Historically, discussions and targets on mitigating climate change have been based on the ethos of how do we solve this challenge and how much is it going to cost us? Whereas, it is now very apparent that the PV technologies which are delivering clean energy, are set on a trajectory to not just match the electricity generation costs from fossil fuels, but to continuously and progressively undercut them. The next generation of PV technologies which we are developing here therefore offer the possibility of significantly reducing the global cost of power, and resultantly enabling a positive transformation in society and the standard of living across the globe.
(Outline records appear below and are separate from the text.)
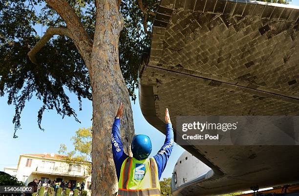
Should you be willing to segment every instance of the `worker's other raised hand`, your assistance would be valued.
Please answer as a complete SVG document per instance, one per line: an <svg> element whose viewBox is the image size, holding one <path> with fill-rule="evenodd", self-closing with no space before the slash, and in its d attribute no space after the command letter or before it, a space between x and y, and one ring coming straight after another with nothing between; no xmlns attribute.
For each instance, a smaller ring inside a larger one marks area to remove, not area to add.
<svg viewBox="0 0 299 196"><path fill-rule="evenodd" d="M117 109L117 113L116 114L116 116L119 118L121 118L123 116L123 113L124 113L124 105L123 103L121 103L121 105L119 106L118 108L118 109Z"/></svg>
<svg viewBox="0 0 299 196"><path fill-rule="evenodd" d="M166 123L171 123L171 122L170 120L170 116L169 116L169 112L168 111L168 109L167 108L165 110L165 121Z"/></svg>

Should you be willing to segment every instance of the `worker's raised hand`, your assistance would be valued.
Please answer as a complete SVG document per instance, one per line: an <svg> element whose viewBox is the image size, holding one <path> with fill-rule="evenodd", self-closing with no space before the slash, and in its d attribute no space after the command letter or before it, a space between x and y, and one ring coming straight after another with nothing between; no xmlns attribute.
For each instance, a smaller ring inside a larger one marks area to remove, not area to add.
<svg viewBox="0 0 299 196"><path fill-rule="evenodd" d="M170 120L170 116L169 116L169 112L168 111L168 109L167 108L165 110L165 121L166 123L171 123L171 122Z"/></svg>
<svg viewBox="0 0 299 196"><path fill-rule="evenodd" d="M118 108L118 109L117 109L117 113L116 114L116 116L119 118L121 118L123 116L123 113L124 113L124 105L123 103L121 103L121 105L119 106Z"/></svg>

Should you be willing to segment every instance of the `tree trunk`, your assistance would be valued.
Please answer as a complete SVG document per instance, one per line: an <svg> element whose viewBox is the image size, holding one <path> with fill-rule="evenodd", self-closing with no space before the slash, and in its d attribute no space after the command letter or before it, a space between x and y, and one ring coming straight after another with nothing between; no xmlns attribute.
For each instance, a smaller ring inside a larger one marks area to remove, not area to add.
<svg viewBox="0 0 299 196"><path fill-rule="evenodd" d="M118 42L123 18L115 0L96 0L96 23L89 70L92 89L92 196L115 196L117 178L110 138L114 117L124 104L121 133L124 148L130 152L134 135L128 92L119 64Z"/></svg>

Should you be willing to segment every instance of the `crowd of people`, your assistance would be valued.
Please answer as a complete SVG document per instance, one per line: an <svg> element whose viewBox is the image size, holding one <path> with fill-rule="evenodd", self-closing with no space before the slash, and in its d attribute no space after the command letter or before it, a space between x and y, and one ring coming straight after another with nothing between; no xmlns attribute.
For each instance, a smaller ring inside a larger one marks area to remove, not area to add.
<svg viewBox="0 0 299 196"><path fill-rule="evenodd" d="M66 188L70 189L71 191L73 191L75 189L78 189L79 192L84 190L84 187L85 184L84 181L82 183L80 181L77 182L75 183L74 181L72 183L70 181L51 181L51 179L49 179L49 180L46 182L45 181L43 181L42 179L38 180L35 178L33 180L33 182L36 183L38 185L38 189L39 190L41 186L45 187L45 189L47 189L49 187L53 187L54 189L54 191L56 191L58 188L61 187L63 189L63 191L64 191Z"/></svg>

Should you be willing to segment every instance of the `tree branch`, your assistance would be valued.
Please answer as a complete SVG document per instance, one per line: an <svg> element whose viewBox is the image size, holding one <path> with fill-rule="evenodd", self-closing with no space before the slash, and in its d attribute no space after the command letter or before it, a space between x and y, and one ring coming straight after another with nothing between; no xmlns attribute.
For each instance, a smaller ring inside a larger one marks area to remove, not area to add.
<svg viewBox="0 0 299 196"><path fill-rule="evenodd" d="M66 23L69 35L83 58L88 69L90 67L93 41L81 23L75 10L65 0L45 0Z"/></svg>
<svg viewBox="0 0 299 196"><path fill-rule="evenodd" d="M35 58L36 54L47 42L55 35L65 35L71 37L68 29L66 27L49 27L46 31L42 38L29 51L28 56L29 59L35 65L38 65Z"/></svg>

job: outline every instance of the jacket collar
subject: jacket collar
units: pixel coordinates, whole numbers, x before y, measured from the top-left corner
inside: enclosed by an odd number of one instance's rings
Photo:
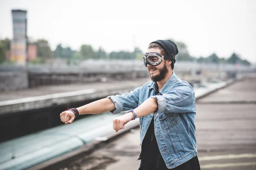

Beyond commercial, economic, environmental and societal impact, the activities within this project will aid in the training and education of both scientists and the general public. The training of PDRAs and PhD students in this industrially relevant area will create an employment pool for jobs in research, R&D, energy sectors and other economic areas, and carry the knowledge and skills they acquire into those fields. Public outreach events, such as hands on experimental activities at schools, and lectures to the general public and professional societies, will be enhanced by the excitement of rapidly advancing research and technology in an area where there is already great public interest.